When 15-year-old Jack Shaw realized a shark had attacked his friend while they swam in neck-deep water off an Australian beach, he only had one thought.

Get the shark, get it off, get out of the water,” he told 9News. “So I did my best to get it off there, so I was smacking at it, trying to get it off.”

The shark bit his friend, a 15-year-old girl, on her lower leg, Australian Broadcasting Corporation News reported.

“I turned around, it got me on the back and then I said, ‘swim!’ and tried as fast as we could to get back into shore,” Jack told 9News.

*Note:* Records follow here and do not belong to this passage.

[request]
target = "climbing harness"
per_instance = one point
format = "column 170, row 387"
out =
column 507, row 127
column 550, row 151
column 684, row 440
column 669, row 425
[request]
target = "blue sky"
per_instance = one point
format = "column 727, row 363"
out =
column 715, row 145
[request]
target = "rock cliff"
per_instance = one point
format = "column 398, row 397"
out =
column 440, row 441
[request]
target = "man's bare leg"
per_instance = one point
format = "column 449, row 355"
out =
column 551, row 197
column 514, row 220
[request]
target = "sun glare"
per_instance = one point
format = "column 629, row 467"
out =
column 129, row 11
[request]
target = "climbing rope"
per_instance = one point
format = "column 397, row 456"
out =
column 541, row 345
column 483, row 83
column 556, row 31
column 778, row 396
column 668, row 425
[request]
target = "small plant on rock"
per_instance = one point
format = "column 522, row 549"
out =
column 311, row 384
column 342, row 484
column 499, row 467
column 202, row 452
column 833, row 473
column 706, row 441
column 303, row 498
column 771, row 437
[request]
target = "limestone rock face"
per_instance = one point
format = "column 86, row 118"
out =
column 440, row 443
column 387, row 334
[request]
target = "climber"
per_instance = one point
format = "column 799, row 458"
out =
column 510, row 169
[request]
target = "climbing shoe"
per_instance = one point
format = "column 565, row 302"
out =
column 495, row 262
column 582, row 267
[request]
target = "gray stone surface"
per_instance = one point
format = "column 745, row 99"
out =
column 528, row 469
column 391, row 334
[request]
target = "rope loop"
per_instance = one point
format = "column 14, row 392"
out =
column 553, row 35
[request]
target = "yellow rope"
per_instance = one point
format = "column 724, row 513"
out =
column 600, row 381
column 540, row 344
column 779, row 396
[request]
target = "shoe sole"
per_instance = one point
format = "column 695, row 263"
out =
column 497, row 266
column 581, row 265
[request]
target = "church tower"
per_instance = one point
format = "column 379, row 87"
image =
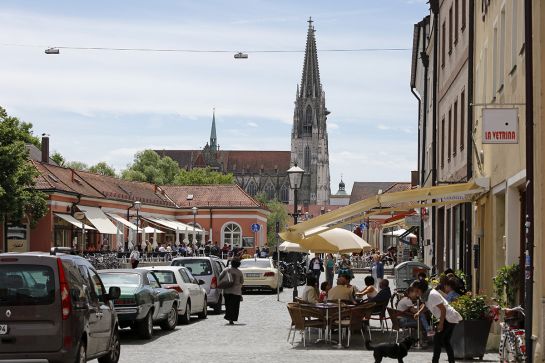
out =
column 309, row 145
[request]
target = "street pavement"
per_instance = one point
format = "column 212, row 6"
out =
column 260, row 335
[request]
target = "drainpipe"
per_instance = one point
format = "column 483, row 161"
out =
column 529, row 255
column 469, row 144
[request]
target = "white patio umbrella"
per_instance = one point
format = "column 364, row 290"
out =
column 335, row 240
column 290, row 247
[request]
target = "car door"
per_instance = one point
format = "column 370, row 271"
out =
column 103, row 327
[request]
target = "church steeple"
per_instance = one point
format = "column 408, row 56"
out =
column 310, row 83
column 213, row 137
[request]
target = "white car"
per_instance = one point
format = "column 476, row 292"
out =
column 260, row 273
column 191, row 295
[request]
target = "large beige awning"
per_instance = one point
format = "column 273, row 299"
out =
column 98, row 219
column 443, row 194
column 73, row 221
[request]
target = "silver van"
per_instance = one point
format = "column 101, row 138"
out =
column 207, row 269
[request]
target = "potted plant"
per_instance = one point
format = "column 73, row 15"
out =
column 471, row 334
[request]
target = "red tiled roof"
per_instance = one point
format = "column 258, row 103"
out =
column 224, row 195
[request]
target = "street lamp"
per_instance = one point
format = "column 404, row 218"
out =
column 195, row 210
column 137, row 206
column 295, row 175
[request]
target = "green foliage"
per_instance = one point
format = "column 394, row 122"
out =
column 58, row 158
column 76, row 165
column 506, row 285
column 201, row 176
column 18, row 198
column 472, row 307
column 102, row 168
column 278, row 213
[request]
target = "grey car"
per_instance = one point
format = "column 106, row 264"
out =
column 207, row 269
column 54, row 307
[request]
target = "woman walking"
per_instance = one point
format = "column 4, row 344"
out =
column 329, row 269
column 233, row 294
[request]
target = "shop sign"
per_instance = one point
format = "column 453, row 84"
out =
column 500, row 126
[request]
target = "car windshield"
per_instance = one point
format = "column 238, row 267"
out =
column 26, row 285
column 165, row 277
column 120, row 279
column 255, row 263
column 197, row 267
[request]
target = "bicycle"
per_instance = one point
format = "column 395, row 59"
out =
column 512, row 337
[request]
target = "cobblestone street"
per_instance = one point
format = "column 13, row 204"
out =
column 260, row 336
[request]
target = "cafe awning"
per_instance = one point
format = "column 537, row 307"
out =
column 446, row 194
column 72, row 220
column 98, row 219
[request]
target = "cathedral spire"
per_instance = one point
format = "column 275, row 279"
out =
column 310, row 83
column 213, row 137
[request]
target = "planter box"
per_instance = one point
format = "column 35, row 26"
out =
column 469, row 338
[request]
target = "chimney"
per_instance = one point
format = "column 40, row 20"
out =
column 414, row 178
column 45, row 149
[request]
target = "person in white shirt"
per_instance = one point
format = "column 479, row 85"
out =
column 448, row 318
column 310, row 293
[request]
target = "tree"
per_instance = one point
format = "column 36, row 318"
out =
column 202, row 176
column 278, row 214
column 149, row 167
column 18, row 197
column 102, row 168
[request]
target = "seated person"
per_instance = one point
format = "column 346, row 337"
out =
column 343, row 291
column 449, row 288
column 323, row 294
column 310, row 295
column 370, row 291
column 384, row 293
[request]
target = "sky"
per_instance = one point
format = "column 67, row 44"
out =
column 101, row 105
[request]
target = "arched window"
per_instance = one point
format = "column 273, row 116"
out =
column 232, row 234
column 307, row 159
column 251, row 188
column 269, row 191
column 307, row 125
column 284, row 194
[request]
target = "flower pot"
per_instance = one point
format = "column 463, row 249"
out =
column 469, row 338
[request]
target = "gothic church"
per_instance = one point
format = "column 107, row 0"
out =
column 265, row 171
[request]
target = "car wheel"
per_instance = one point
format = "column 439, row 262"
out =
column 115, row 350
column 217, row 307
column 81, row 356
column 204, row 313
column 145, row 327
column 172, row 319
column 186, row 318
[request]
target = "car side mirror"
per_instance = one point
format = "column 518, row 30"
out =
column 114, row 293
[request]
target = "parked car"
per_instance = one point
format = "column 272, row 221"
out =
column 143, row 302
column 54, row 307
column 260, row 273
column 191, row 294
column 208, row 269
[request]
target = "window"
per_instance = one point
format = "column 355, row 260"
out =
column 232, row 234
column 307, row 126
column 443, row 44
column 443, row 142
column 514, row 36
column 462, row 119
column 456, row 21
column 252, row 188
column 449, row 144
column 450, row 30
column 455, row 129
column 307, row 159
column 464, row 14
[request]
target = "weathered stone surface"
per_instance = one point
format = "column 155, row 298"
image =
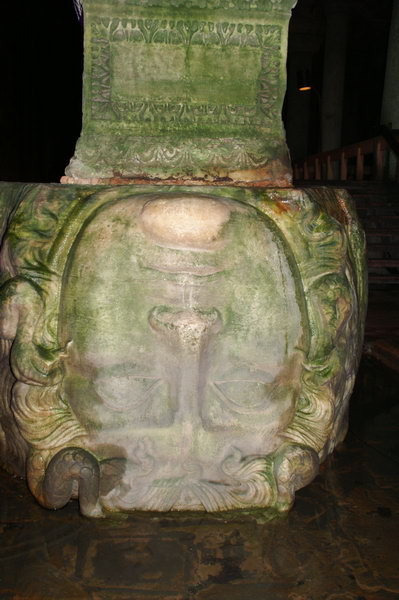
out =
column 178, row 347
column 184, row 90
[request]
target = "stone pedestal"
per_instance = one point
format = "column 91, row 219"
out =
column 176, row 348
column 171, row 344
column 184, row 91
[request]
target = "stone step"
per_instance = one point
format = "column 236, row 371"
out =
column 383, row 262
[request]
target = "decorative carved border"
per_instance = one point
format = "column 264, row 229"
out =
column 105, row 31
column 246, row 5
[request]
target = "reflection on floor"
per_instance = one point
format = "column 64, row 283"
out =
column 340, row 541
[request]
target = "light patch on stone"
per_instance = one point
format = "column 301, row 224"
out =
column 186, row 222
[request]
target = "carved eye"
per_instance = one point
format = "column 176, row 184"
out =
column 243, row 395
column 244, row 389
column 126, row 391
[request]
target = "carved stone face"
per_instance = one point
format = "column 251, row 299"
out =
column 186, row 337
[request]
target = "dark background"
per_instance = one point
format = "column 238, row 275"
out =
column 42, row 56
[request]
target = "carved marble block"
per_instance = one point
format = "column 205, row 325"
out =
column 184, row 91
column 175, row 348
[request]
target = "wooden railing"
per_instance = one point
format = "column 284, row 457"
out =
column 375, row 159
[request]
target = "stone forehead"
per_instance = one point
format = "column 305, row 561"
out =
column 191, row 220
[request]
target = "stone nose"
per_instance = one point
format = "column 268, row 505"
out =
column 185, row 221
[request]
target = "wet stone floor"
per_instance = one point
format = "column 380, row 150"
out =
column 339, row 542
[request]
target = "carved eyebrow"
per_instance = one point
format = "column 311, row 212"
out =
column 196, row 270
column 122, row 369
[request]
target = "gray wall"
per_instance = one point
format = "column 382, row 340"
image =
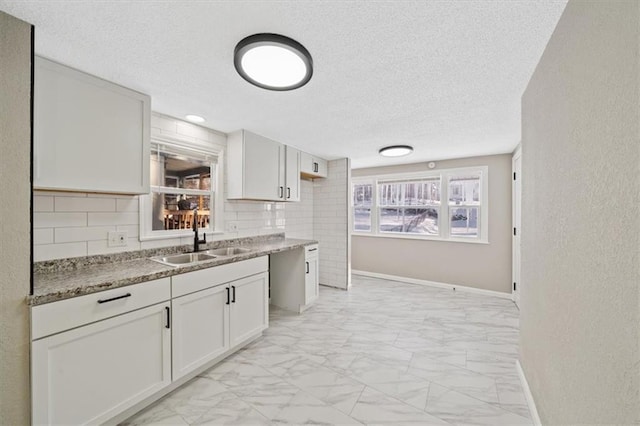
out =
column 581, row 219
column 484, row 266
column 15, row 226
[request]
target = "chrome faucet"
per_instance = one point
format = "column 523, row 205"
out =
column 196, row 240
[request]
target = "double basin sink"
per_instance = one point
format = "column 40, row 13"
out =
column 191, row 258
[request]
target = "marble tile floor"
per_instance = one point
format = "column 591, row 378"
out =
column 384, row 353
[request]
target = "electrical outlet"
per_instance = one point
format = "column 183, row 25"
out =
column 117, row 239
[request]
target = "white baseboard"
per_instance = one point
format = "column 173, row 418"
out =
column 528, row 395
column 433, row 284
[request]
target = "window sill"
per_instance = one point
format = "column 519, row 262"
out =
column 178, row 235
column 420, row 238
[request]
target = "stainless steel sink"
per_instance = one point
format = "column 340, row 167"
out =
column 228, row 251
column 184, row 259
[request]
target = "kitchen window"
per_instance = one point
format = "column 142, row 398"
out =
column 446, row 205
column 184, row 191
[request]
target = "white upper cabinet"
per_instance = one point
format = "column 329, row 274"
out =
column 261, row 169
column 90, row 135
column 311, row 166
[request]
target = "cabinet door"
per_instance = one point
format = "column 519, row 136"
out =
column 92, row 373
column 311, row 280
column 90, row 135
column 263, row 168
column 200, row 328
column 249, row 307
column 293, row 174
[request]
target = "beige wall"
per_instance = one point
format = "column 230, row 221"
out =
column 581, row 219
column 484, row 266
column 15, row 226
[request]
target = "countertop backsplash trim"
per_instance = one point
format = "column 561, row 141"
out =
column 78, row 276
column 72, row 263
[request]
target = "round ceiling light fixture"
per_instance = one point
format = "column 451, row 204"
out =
column 395, row 150
column 273, row 62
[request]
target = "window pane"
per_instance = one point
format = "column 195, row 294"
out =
column 362, row 219
column 362, row 195
column 464, row 190
column 412, row 220
column 390, row 194
column 410, row 193
column 464, row 221
column 173, row 211
column 180, row 171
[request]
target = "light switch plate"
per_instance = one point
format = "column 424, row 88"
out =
column 117, row 239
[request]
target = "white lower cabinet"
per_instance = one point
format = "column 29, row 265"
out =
column 95, row 356
column 249, row 307
column 94, row 372
column 210, row 322
column 200, row 329
column 311, row 278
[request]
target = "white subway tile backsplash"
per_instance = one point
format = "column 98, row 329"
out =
column 55, row 219
column 102, row 247
column 58, row 251
column 43, row 236
column 330, row 222
column 84, row 204
column 132, row 230
column 127, row 204
column 42, row 203
column 90, row 233
column 117, row 218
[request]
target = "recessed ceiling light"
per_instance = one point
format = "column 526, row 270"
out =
column 273, row 62
column 194, row 118
column 395, row 150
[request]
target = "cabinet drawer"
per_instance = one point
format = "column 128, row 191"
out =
column 66, row 314
column 205, row 278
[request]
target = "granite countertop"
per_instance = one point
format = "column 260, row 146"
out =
column 67, row 278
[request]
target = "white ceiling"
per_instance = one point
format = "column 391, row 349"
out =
column 443, row 76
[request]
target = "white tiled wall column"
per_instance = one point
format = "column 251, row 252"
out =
column 299, row 216
column 331, row 224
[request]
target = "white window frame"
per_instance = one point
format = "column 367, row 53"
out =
column 443, row 208
column 216, row 226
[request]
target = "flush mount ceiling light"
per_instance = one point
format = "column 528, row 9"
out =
column 395, row 150
column 273, row 62
column 194, row 118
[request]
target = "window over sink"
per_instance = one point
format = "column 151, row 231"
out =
column 185, row 190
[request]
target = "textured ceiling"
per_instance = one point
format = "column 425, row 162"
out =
column 443, row 76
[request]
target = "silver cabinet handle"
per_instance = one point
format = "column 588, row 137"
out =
column 114, row 298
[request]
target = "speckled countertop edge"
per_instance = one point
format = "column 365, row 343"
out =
column 81, row 276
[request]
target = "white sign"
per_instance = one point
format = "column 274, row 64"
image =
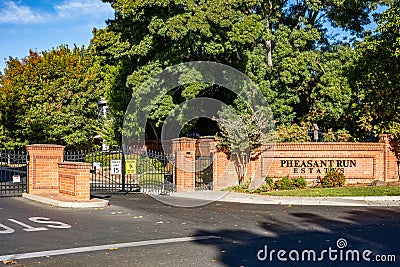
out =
column 16, row 179
column 116, row 166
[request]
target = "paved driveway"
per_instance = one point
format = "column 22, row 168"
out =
column 136, row 230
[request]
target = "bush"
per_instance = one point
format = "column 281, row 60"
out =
column 287, row 183
column 293, row 133
column 263, row 188
column 284, row 184
column 269, row 181
column 333, row 178
column 299, row 182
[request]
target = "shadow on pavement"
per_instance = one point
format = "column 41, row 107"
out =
column 356, row 231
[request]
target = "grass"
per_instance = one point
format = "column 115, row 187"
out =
column 339, row 192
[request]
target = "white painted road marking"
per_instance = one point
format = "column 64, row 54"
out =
column 103, row 247
column 28, row 228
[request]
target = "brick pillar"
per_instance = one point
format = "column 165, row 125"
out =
column 74, row 180
column 391, row 171
column 184, row 150
column 43, row 168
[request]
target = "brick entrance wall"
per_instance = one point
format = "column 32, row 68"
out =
column 48, row 174
column 360, row 162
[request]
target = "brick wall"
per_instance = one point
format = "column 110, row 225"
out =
column 48, row 174
column 74, row 180
column 185, row 153
column 360, row 162
column 43, row 168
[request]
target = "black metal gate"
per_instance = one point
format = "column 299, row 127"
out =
column 13, row 173
column 204, row 172
column 135, row 170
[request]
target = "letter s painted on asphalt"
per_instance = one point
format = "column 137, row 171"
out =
column 51, row 224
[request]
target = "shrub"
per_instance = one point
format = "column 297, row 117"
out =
column 287, row 183
column 293, row 133
column 263, row 188
column 333, row 178
column 269, row 181
column 299, row 182
column 284, row 184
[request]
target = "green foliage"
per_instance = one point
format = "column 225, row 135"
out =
column 341, row 135
column 299, row 182
column 284, row 184
column 333, row 178
column 376, row 102
column 49, row 97
column 269, row 181
column 287, row 183
column 281, row 45
column 292, row 133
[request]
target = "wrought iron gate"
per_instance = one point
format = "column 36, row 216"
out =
column 132, row 170
column 204, row 172
column 13, row 173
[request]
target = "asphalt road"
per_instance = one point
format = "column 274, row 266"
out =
column 136, row 230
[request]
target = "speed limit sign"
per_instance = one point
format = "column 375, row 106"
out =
column 116, row 166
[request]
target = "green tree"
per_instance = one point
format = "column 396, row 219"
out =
column 49, row 97
column 284, row 46
column 376, row 105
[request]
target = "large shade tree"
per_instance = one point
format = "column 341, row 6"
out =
column 284, row 46
column 376, row 76
column 49, row 97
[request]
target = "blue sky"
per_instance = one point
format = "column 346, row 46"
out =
column 43, row 24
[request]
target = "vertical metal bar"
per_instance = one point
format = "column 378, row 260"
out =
column 123, row 169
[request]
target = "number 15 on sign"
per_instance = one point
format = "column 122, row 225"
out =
column 116, row 166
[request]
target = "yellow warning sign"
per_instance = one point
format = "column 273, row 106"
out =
column 130, row 166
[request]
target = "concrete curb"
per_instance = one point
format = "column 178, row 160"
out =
column 278, row 200
column 98, row 203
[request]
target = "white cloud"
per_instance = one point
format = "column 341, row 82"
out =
column 14, row 12
column 76, row 8
column 20, row 14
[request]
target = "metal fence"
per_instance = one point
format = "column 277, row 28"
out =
column 130, row 170
column 13, row 173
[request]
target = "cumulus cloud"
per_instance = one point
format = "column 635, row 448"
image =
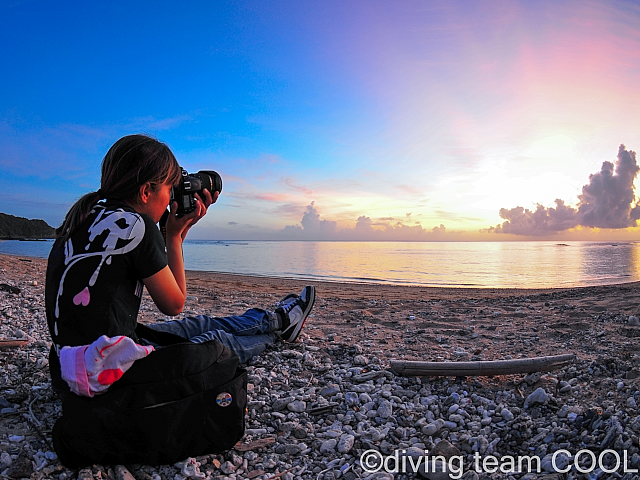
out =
column 312, row 227
column 607, row 201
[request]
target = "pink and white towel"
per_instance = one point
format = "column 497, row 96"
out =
column 92, row 369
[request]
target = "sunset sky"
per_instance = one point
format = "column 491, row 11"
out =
column 337, row 120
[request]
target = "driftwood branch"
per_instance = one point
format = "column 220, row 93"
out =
column 12, row 343
column 408, row 368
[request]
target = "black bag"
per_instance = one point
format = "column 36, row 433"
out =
column 181, row 401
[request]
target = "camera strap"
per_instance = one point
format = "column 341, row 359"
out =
column 163, row 225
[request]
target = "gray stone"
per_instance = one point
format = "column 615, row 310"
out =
column 330, row 391
column 445, row 449
column 506, row 414
column 346, row 443
column 539, row 396
column 123, row 474
column 297, row 406
column 360, row 360
column 328, row 446
column 385, row 410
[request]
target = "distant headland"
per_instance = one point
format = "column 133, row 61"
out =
column 18, row 228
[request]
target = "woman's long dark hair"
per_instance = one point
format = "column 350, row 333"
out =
column 130, row 162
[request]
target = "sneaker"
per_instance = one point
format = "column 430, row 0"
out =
column 286, row 299
column 294, row 311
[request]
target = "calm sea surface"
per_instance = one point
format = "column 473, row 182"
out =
column 451, row 264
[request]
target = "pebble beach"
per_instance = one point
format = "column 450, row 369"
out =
column 330, row 407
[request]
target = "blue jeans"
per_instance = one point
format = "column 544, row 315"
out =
column 247, row 335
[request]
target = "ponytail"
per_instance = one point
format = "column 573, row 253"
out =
column 77, row 214
column 130, row 162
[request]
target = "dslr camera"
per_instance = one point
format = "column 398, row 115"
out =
column 192, row 183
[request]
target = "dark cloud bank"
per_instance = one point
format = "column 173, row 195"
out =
column 607, row 201
column 313, row 228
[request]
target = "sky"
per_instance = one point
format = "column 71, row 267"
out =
column 337, row 120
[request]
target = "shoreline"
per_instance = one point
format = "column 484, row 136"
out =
column 357, row 331
column 430, row 290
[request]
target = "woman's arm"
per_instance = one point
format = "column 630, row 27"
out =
column 168, row 287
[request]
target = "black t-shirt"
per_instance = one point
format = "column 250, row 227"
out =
column 94, row 279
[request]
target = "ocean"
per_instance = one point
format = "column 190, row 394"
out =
column 443, row 264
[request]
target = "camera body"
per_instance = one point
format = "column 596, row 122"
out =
column 192, row 183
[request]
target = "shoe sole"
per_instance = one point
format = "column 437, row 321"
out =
column 297, row 330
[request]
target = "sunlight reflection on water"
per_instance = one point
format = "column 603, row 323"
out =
column 454, row 264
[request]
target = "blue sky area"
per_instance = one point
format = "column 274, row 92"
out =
column 358, row 120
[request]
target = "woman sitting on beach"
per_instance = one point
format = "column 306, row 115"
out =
column 109, row 248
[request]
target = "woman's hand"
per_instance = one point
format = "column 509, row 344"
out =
column 179, row 226
column 168, row 287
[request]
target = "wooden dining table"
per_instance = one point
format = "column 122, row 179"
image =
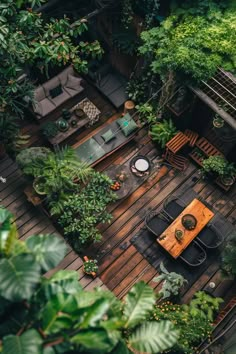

Onlookers at Ocean Grove Beach, near Geelong on the Bellarine Peninsula in Victoria, at first thought the teens were just fooling around, Australian Broadcasting Corporation News reported.

When they realized what had happened, off-duty lifeguards and a former trauma nurse visiting the beach helped the teens ashore.

“They both were amazing considering what had happened and the experience they encountered,” former nurse Dianne Hobbs told Australian Broadcasting Corporation News. “She saw the shark and knocked it away.”

The beach was closed following the incident at 7 p.m. local time Monday, Dec. 6, Perth Now reported.

The two teens were taken to the hospital, but Jack returned to school Tuesday, Dec. 7, 9News reported. His friend remains hospitalized after undergoing surgery.

“We haven’t had a significant shark attack in over 40 years,” Pieter Wildekamp of the Victorian Fisheries Authority told the station.

Authorities believe the teens were attacked by a reef shark.